Somos nós mesmos, idiotas petrificados, refletidos no espelho do nosso terror. Como a luz benigna que se acende, também vem de dentro de nós e se espalha como o sol bonito lá fora, por todo o infinito que o Criador nos deu de presente. Esses demônios têm a vida que lhes damos e respiram o ar que colocamos em suas narinas. Como fazia vovô João. Por isso, essas criaturas se movimentam, segundo nossas vontades. Esses bichos-papões que andam, à solta, pelos becos e guetos de nosso dia a dia, a amedrontar, hoje, nossos filhos, e amanhã, e certamente depois, tirarão o sossego e o fôlego de nossos netos e bisnetos, estão e estarão vivos dentro de cada um que os queira alimentar.

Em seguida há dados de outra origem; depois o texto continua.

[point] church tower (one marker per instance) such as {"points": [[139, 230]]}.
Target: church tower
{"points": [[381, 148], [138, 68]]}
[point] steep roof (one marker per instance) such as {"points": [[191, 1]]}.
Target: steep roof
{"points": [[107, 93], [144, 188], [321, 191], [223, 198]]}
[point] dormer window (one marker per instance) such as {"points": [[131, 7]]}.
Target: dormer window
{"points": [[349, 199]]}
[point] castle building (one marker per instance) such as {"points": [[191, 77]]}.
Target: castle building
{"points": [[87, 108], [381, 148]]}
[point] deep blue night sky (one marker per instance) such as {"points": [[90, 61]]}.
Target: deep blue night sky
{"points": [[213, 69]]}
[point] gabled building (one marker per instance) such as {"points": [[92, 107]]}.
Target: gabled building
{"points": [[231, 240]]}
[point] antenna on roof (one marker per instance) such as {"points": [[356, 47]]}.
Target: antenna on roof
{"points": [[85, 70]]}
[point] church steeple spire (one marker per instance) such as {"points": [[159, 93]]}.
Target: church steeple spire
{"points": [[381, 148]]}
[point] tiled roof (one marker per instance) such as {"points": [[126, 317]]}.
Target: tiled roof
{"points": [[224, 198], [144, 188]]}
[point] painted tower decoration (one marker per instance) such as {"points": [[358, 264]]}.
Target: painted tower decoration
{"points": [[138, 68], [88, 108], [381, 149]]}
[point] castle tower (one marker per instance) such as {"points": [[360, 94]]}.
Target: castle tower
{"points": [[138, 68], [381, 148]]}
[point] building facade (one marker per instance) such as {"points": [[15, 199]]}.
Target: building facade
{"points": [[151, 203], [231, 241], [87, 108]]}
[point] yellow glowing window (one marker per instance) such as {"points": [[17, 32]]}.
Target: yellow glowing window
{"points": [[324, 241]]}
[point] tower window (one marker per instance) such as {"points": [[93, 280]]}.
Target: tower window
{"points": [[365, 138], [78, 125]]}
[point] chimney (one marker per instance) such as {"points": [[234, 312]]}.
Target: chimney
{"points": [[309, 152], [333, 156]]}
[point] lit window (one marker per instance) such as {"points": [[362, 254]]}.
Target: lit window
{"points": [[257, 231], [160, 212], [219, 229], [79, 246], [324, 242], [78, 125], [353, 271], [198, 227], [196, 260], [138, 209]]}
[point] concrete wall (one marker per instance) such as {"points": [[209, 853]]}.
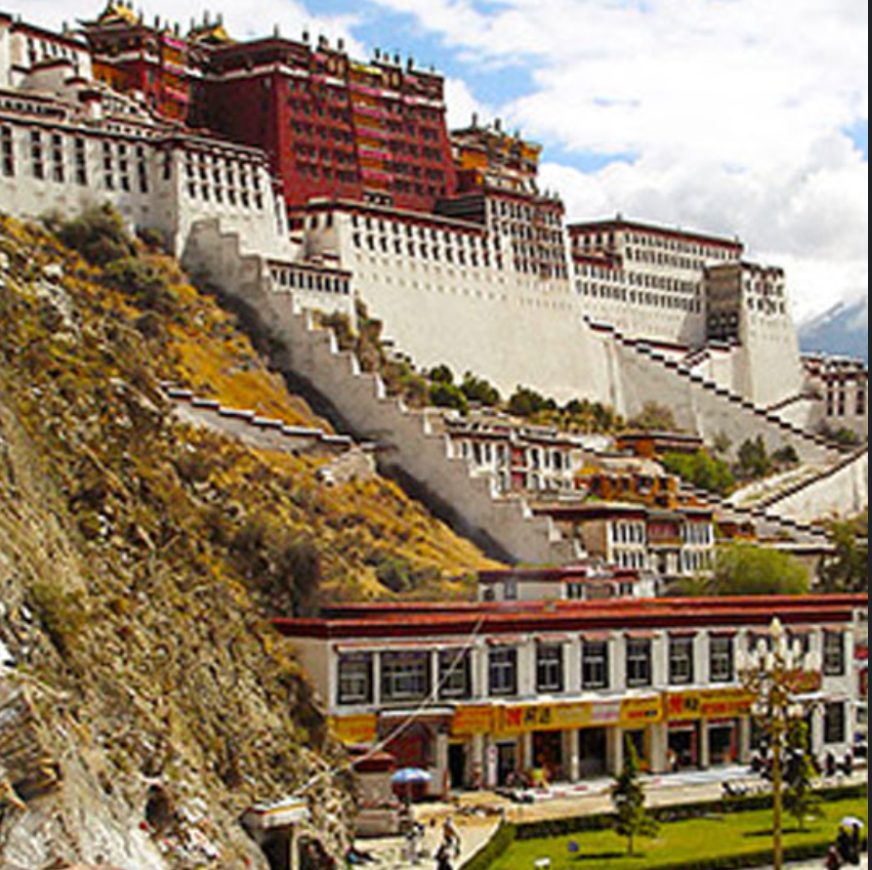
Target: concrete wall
{"points": [[164, 202], [841, 492], [510, 328], [5, 52], [505, 527], [769, 360]]}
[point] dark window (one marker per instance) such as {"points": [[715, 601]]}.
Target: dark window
{"points": [[639, 662], [681, 661], [405, 676], [835, 723], [503, 671], [834, 654], [722, 658], [595, 665], [7, 152], [455, 675], [549, 668], [355, 684]]}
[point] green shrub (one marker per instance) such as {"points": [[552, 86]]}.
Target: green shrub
{"points": [[655, 418], [702, 470], [481, 391], [527, 403], [146, 283], [500, 843], [99, 235], [63, 614], [449, 396]]}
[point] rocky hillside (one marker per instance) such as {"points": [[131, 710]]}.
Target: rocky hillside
{"points": [[144, 702]]}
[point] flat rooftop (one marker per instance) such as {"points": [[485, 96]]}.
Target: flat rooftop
{"points": [[414, 621]]}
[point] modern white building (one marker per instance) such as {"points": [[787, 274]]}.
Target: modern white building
{"points": [[478, 694]]}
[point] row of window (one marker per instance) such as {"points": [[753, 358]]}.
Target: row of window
{"points": [[837, 402], [302, 279], [408, 676], [699, 250], [654, 300]]}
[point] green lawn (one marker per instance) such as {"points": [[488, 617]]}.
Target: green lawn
{"points": [[678, 843]]}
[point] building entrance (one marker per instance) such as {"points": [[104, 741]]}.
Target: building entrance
{"points": [[683, 747], [507, 763], [457, 765], [640, 741], [593, 751], [548, 754]]}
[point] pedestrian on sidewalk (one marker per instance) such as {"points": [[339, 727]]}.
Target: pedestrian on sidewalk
{"points": [[443, 859], [451, 838]]}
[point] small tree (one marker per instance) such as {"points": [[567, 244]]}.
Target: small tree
{"points": [[746, 569], [629, 799], [754, 459], [800, 798], [448, 396], [655, 418], [441, 375], [847, 568], [480, 390]]}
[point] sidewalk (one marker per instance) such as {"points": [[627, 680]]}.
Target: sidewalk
{"points": [[477, 815], [391, 854]]}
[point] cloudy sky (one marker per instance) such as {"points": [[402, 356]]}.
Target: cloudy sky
{"points": [[745, 117]]}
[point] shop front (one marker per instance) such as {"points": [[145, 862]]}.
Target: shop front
{"points": [[709, 728], [723, 737], [684, 746]]}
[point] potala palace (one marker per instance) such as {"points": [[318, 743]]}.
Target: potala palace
{"points": [[297, 179]]}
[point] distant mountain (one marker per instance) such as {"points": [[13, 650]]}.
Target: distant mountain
{"points": [[842, 330]]}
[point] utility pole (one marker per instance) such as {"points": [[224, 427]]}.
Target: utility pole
{"points": [[773, 674]]}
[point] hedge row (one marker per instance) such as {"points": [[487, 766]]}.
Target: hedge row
{"points": [[553, 828], [763, 858], [507, 834], [495, 849]]}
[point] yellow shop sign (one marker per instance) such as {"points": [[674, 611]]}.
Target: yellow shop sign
{"points": [[708, 704], [353, 730]]}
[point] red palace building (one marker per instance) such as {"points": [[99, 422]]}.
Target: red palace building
{"points": [[332, 127]]}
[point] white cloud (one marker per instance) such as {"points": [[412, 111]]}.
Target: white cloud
{"points": [[462, 104], [733, 111]]}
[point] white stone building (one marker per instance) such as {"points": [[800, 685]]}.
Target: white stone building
{"points": [[478, 694]]}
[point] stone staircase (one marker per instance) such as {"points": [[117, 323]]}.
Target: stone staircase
{"points": [[814, 489], [768, 525], [411, 448], [714, 409]]}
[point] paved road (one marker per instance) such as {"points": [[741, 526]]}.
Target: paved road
{"points": [[477, 815]]}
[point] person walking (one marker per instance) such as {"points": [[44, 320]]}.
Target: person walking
{"points": [[834, 862], [451, 838], [443, 859]]}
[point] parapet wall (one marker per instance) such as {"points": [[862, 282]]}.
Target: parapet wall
{"points": [[409, 448]]}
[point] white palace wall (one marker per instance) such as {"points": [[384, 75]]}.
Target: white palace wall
{"points": [[769, 366], [510, 328], [57, 165]]}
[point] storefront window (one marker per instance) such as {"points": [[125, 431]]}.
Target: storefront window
{"points": [[639, 671], [355, 679], [834, 654], [549, 668], [455, 675], [722, 659], [595, 665], [503, 667], [836, 723], [681, 661], [405, 676]]}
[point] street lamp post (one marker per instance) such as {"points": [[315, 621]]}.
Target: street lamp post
{"points": [[771, 673]]}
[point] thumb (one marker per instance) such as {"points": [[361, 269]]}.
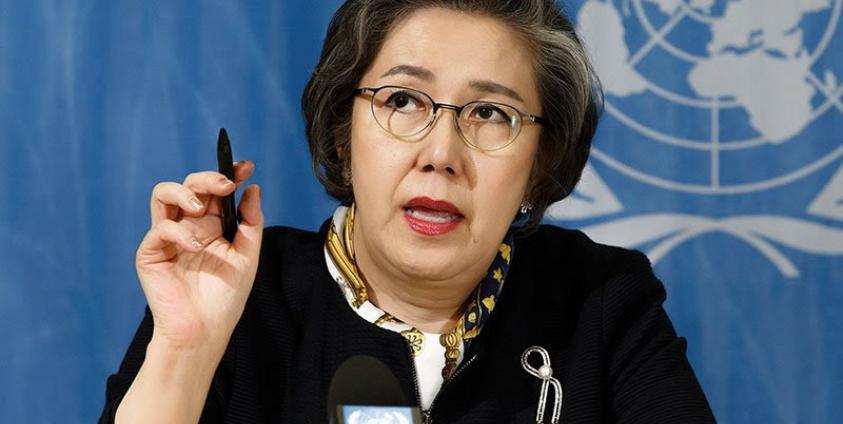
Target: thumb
{"points": [[248, 238]]}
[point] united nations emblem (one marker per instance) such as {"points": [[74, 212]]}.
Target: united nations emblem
{"points": [[708, 102]]}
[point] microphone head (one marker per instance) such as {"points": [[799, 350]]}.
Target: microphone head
{"points": [[364, 380]]}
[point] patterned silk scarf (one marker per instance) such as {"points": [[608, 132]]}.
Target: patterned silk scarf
{"points": [[341, 250]]}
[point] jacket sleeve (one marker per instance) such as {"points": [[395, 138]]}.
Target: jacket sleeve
{"points": [[651, 379], [118, 384]]}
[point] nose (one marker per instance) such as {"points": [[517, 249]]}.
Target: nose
{"points": [[442, 149]]}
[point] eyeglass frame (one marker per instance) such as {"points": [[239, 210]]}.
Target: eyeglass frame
{"points": [[457, 112]]}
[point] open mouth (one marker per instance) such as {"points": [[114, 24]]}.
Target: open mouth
{"points": [[431, 217]]}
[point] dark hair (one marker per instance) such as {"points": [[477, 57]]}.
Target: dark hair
{"points": [[569, 91]]}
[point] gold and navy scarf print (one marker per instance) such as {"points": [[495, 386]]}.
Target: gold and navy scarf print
{"points": [[488, 291]]}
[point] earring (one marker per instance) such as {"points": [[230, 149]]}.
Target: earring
{"points": [[346, 177], [526, 206]]}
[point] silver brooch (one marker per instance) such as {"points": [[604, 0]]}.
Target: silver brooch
{"points": [[545, 373]]}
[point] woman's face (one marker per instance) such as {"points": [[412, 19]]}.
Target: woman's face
{"points": [[456, 58]]}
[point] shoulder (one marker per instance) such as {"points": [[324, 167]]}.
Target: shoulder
{"points": [[573, 251], [291, 266], [616, 278]]}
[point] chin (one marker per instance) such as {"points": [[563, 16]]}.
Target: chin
{"points": [[429, 263]]}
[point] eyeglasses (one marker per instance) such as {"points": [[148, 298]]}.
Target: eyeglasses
{"points": [[405, 113]]}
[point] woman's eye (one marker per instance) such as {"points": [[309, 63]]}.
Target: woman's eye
{"points": [[403, 100], [489, 113]]}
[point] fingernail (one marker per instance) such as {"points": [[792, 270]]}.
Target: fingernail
{"points": [[195, 243], [196, 204]]}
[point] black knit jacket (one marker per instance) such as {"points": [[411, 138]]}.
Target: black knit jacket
{"points": [[596, 309]]}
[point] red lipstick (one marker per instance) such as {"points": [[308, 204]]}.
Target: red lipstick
{"points": [[431, 217]]}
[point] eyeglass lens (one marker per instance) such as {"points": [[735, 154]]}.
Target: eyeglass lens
{"points": [[406, 113]]}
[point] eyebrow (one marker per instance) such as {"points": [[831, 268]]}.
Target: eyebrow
{"points": [[425, 74]]}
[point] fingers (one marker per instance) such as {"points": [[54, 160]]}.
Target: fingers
{"points": [[249, 233], [160, 242], [171, 200], [242, 171], [168, 198]]}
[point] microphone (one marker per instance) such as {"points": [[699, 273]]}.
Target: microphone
{"points": [[364, 390]]}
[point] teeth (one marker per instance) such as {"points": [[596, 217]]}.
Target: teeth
{"points": [[435, 217]]}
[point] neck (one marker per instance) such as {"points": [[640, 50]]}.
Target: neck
{"points": [[431, 306]]}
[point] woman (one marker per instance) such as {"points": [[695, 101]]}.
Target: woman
{"points": [[447, 128]]}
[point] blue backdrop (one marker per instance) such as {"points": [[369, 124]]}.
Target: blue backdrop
{"points": [[719, 155]]}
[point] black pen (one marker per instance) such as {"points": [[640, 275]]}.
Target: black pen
{"points": [[226, 167]]}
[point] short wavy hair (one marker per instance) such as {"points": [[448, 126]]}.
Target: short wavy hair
{"points": [[569, 90]]}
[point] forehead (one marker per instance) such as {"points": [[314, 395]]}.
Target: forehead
{"points": [[457, 48]]}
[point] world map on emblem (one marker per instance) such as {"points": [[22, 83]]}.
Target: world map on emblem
{"points": [[752, 81]]}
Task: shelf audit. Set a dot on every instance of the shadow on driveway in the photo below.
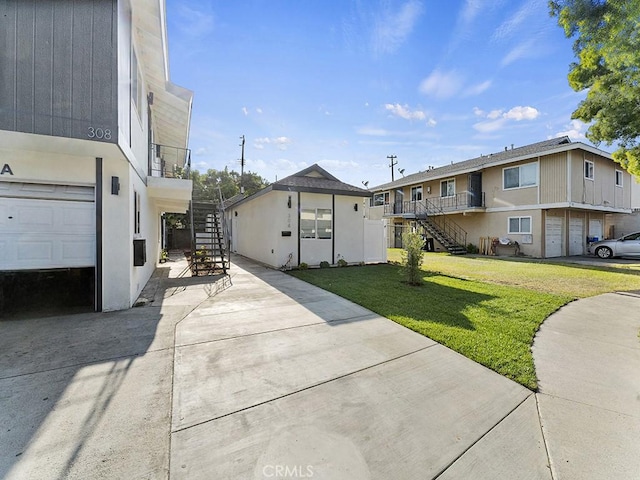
(88, 395)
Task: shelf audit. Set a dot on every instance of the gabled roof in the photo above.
(313, 179)
(494, 159)
(316, 179)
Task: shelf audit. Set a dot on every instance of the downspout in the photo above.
(333, 230)
(299, 232)
(98, 269)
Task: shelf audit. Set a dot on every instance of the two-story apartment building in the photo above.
(550, 197)
(93, 145)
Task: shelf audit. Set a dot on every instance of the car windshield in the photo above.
(633, 236)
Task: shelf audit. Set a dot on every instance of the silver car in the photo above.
(627, 246)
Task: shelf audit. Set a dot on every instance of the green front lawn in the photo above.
(485, 308)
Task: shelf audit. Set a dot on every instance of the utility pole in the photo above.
(242, 167)
(392, 163)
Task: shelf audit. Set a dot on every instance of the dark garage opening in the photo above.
(32, 294)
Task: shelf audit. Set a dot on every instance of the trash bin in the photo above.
(429, 247)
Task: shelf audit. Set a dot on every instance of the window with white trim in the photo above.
(519, 225)
(416, 193)
(618, 178)
(448, 188)
(588, 169)
(315, 223)
(520, 177)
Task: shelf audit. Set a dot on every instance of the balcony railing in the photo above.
(458, 202)
(169, 162)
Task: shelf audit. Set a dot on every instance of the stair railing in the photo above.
(432, 212)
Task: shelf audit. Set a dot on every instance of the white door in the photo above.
(553, 236)
(44, 233)
(576, 236)
(595, 229)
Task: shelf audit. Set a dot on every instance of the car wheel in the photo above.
(604, 252)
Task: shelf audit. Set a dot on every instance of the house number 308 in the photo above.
(99, 133)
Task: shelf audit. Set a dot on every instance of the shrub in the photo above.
(412, 257)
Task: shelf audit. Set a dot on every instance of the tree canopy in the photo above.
(205, 185)
(607, 49)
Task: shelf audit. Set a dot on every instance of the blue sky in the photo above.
(346, 83)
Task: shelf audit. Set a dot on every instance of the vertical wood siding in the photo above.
(553, 178)
(58, 68)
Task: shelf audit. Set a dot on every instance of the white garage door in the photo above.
(576, 236)
(46, 226)
(553, 236)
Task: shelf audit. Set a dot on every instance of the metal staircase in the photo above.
(208, 253)
(447, 232)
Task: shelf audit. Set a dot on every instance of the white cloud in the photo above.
(372, 131)
(281, 143)
(337, 165)
(522, 113)
(527, 49)
(477, 89)
(574, 130)
(497, 119)
(392, 28)
(441, 84)
(514, 24)
(470, 11)
(404, 111)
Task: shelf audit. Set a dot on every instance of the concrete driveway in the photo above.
(254, 376)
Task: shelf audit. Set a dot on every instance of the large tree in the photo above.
(607, 48)
(205, 185)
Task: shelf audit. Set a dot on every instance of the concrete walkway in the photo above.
(259, 375)
(587, 359)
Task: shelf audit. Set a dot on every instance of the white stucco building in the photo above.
(93, 144)
(309, 217)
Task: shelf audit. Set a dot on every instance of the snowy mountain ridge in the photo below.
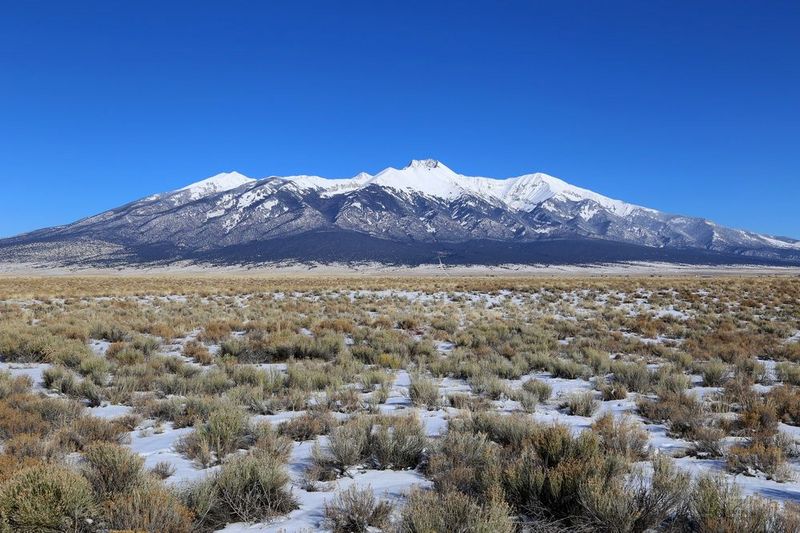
(433, 178)
(420, 213)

Estão e estarão presentes em nosso caminho, como aquela gigantesca árvore do mal, fazendo uma sombra escura cair, pesada, por sobre nosso futuro. Precisamos, pois, cortá-la, para que não tenha mais vida plena. Arrancar, de uma vez, a raiz maligna que nasce do centro da nossa alma e brota, como se tivesse mil tendões. Precisamos exorcizar esses demônios, banalizar a barbárie, de maneira que só restem deles, uma lembrança longínqua, esquecida, apagada, atenuada para sempre, num canto ermo da nossa memória.

Fonte:
Aparecido Raimundo de Souza. A outra perna do saci. SP: Ed. Sucesso, 2009. E-book.